4. Interdisciplinary expertise: expanding the CIAO network
On the first day of the workshop, along with the scientific findings, logistical challenges faced by the WGs were presented, such as practical applications of the CIAO outputs still being unclear and needs for more resources as well as for specific expertise. The second day was dedicated mainly to addressing these challenges, as well as how to integrate issues related to virus variants and long-term aspects (long COVID) into the project. The best way to re-use AOP elements (KE and KERs) was also addressed. Clemens Wittwehr presented plans for an outreach campaign scheduled to start in May-June that will aim at attracting more contributing members to the crowd but also potential users of the CIAO knowledge. Following that, participants chose among several breakout (BO) groups to discuss the topics, then came back to present findings and discuss steps moving forward.

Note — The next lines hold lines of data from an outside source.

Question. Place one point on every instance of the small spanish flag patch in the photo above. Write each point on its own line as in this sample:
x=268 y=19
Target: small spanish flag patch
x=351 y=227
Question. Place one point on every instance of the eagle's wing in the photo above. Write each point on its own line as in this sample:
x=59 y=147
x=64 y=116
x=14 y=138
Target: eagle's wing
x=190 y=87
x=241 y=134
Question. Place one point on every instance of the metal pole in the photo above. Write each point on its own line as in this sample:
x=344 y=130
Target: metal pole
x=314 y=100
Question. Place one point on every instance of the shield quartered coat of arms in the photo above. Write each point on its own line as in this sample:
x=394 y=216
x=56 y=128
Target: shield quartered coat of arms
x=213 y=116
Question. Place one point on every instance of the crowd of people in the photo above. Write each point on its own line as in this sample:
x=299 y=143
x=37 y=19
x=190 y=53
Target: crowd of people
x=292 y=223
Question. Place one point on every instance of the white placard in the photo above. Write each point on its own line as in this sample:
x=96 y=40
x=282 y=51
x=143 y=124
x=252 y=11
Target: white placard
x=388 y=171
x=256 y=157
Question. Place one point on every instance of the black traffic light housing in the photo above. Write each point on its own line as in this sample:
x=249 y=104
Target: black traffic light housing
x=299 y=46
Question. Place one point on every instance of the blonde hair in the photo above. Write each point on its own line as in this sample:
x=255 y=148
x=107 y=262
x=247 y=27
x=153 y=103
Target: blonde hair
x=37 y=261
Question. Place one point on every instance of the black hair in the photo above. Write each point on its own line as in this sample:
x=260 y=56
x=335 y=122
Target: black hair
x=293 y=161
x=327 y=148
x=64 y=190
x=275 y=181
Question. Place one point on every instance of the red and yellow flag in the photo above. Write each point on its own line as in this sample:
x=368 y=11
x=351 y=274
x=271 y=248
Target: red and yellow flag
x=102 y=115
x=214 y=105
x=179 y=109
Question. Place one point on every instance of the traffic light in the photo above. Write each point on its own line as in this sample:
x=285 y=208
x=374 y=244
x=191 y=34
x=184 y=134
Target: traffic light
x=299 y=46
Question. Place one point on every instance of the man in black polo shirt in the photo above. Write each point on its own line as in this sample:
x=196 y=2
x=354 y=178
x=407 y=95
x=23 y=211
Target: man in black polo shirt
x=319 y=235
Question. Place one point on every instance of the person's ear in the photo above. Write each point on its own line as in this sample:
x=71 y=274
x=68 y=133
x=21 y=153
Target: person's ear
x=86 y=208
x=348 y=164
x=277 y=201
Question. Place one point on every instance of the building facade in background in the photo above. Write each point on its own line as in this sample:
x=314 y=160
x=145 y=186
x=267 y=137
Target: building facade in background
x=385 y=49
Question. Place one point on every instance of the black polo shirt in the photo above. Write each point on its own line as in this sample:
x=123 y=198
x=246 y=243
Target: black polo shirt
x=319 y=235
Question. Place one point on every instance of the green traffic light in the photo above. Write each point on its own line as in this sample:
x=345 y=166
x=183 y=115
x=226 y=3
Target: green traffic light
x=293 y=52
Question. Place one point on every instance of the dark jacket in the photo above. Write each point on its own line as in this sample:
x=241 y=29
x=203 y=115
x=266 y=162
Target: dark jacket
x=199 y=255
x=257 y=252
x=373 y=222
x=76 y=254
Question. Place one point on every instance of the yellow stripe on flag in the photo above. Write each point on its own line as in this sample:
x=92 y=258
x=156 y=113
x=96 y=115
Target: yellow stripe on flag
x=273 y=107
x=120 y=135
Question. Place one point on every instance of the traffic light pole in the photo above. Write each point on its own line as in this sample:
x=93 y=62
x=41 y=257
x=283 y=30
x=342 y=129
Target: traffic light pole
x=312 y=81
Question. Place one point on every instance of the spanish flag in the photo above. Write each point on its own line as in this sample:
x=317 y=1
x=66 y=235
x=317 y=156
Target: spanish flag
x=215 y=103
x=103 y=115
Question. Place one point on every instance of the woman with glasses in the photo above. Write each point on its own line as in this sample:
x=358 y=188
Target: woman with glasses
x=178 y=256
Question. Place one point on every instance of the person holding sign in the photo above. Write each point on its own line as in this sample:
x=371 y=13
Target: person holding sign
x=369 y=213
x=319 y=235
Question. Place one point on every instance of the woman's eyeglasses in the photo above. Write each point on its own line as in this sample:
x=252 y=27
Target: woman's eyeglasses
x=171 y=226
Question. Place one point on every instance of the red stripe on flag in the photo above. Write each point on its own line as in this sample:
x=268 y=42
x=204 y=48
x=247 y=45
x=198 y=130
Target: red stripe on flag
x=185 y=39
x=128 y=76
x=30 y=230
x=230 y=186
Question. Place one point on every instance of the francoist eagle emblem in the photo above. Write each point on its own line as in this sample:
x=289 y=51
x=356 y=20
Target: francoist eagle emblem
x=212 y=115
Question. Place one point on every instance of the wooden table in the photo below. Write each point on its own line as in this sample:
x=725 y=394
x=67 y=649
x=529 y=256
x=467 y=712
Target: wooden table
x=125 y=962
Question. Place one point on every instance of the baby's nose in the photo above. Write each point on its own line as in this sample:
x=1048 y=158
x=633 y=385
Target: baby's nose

4.1. Breakout (BO) findings
BO 1: Integrate SARS-CoV2 variants and long COVID
This BO focused on understanding the effects and mechanisms of long COVID. There was some discussion about the potential evolution of the virus and the new variants appearing worldwide. That led to a suggestion to broaden the scope to vaccination issues, as well as the need for long-term longitudinal studies. The term “temporal phenotyping”, which refers to how a particular phenotype evolved over time, was suggested as an interesting way to explore COVID-19-related AOP networks. When considering the temporal aspect, factors such exposure, diet, etc. could be AOs or MFs. The spatial scale was also considered important and this could be particularly relevant for the different variants. The BO expressed interest in creating a 3D matrix and suggested the creation of a dynamic animation for AOPs to depict and understand temporal scales. The different scales would likely require the incorporation of different types of networks and approaches, both computationally and expert-driven. It would also be of great importance to consider how to organize and manage the data that is being gathered to develop AOPs.

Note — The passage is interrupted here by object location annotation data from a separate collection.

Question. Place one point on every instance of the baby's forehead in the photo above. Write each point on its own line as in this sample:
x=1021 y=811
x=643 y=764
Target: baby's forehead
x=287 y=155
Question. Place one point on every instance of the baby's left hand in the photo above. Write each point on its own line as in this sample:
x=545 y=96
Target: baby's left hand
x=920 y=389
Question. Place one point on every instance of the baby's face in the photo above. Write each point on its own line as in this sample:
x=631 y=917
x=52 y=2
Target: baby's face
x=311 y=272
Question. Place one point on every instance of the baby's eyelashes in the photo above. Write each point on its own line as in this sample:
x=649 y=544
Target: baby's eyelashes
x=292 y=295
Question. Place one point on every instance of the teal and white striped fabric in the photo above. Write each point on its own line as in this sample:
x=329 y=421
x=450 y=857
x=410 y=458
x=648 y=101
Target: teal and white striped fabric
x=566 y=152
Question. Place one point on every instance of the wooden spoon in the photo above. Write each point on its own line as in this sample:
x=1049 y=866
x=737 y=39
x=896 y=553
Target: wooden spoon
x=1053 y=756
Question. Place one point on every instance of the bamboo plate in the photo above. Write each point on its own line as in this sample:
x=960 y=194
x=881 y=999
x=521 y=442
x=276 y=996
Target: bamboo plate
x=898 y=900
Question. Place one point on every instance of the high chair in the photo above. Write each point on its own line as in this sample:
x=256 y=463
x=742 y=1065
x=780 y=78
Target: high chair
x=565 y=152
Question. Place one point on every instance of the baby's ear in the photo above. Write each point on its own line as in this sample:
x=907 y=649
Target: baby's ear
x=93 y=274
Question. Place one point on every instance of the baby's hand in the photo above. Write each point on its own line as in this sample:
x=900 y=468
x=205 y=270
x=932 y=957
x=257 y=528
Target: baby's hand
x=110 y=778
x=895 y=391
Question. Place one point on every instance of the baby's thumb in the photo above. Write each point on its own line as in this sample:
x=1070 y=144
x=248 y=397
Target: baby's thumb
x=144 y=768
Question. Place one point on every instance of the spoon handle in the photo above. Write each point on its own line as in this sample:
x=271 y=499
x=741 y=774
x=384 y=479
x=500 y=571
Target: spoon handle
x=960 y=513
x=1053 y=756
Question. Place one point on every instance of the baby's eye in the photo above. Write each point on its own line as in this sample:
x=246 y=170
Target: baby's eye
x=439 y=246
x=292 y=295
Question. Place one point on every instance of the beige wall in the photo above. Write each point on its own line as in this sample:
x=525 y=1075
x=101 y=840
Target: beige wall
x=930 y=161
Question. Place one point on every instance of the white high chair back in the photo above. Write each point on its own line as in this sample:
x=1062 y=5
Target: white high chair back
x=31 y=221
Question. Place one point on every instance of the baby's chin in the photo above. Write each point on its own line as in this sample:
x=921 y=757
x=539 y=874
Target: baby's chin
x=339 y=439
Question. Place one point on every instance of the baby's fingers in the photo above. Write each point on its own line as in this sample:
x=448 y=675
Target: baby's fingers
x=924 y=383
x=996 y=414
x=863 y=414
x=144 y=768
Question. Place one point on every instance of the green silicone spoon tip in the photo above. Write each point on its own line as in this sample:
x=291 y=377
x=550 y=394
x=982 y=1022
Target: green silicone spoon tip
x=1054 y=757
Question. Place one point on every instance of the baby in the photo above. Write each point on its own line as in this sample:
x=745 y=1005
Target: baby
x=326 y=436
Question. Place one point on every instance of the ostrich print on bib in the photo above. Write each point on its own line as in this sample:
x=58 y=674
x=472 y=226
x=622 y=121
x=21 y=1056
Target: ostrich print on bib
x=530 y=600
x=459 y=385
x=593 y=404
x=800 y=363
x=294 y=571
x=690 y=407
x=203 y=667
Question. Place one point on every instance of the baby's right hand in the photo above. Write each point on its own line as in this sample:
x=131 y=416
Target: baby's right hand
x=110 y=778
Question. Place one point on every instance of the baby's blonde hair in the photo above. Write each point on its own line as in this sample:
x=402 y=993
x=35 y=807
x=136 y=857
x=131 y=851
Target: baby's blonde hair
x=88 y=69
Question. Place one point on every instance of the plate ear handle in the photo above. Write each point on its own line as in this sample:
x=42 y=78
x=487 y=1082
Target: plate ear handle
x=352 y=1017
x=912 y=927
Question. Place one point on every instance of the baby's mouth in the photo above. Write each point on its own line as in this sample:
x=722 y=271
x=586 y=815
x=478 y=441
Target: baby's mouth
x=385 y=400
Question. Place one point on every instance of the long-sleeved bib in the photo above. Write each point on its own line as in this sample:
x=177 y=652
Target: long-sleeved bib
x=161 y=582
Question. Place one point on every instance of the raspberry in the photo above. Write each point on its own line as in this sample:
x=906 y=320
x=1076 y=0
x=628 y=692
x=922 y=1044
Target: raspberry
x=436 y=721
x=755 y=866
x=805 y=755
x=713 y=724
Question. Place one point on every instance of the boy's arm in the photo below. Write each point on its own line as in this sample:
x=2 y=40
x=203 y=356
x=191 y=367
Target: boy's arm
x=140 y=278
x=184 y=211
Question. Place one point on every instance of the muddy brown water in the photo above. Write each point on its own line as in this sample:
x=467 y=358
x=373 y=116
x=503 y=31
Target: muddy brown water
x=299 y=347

BO 2: How to broaden the crowd
This BO group was tasked with discussing how to bring in more expertise to the CIAO project. It was discussed that expertise is needed in specific areas, particularly where evidence is contradictory. It may be suitable to determine expertise gaps systematically, e.g., through a survey disseminated to all CIAO participants. It may also be helpful to first determine what expertise we already have within each WG. A list of CIAO participants could be created along with brief biosketches (biographical sketches are used to describe an individual’s qualifications and experience). It was then discussed how novel expertise could be brought in in varying capacities. External experts could be brought in to advise the project on an ad hoc basis. Full-level participation still may be needed in some areas, which may require another round of CIAO crowd recruitment. Trainees with less experience could be offered well-defined work, allowing them to gain valuable research experience, authorship, and experience in participating in a global collaboration. The BO group then discussed how to identify expertise. Authors from relevant papers are an obvious choice. The CIAO crowd may also want to reach out to other groups focusing on COVID-19 (Annex B5), and the project should continue to be promoted at conferences. Lastly, there is a need to make a pitch selling the crowd’s broad expertise as well as the unique application of the AOP framework to COVID-19 pathogenesis and multiscale impact. It would help to have professional communications and promotional materials such as a website, social media and videos.
BO 3–4: Impact of CIAO and how to better reach the target audience
The BO group reflected on what added value the CIAO project would have for policy- and decision-makers. The group agreed that making the biology behind CIAO better understandable to the public would make individuals more receptive to COVID-related safety measures (wearing masks, quarantines, lockdowns, vaccinations) and social resistance to these measures would decrease, thereby supporting policy-makers.
The BO group reflecting on the added value of the CIAO outcomes for healthcare identified that COVID-19 AOPs could support clinicians to inform patients by describing in a simple but robust way the viral disease trajectory and the factors modulating it. AOPs can be personalized based on patient history, as age, sex, diet or co-morbidities have been identified as MFs influencing the outcome. Furthermore, COVID-19 AOPs positioned temporally along the disease course might be relevant to the identification of diagnostic markers of disease onset or progression, which correspond to discrete KEs.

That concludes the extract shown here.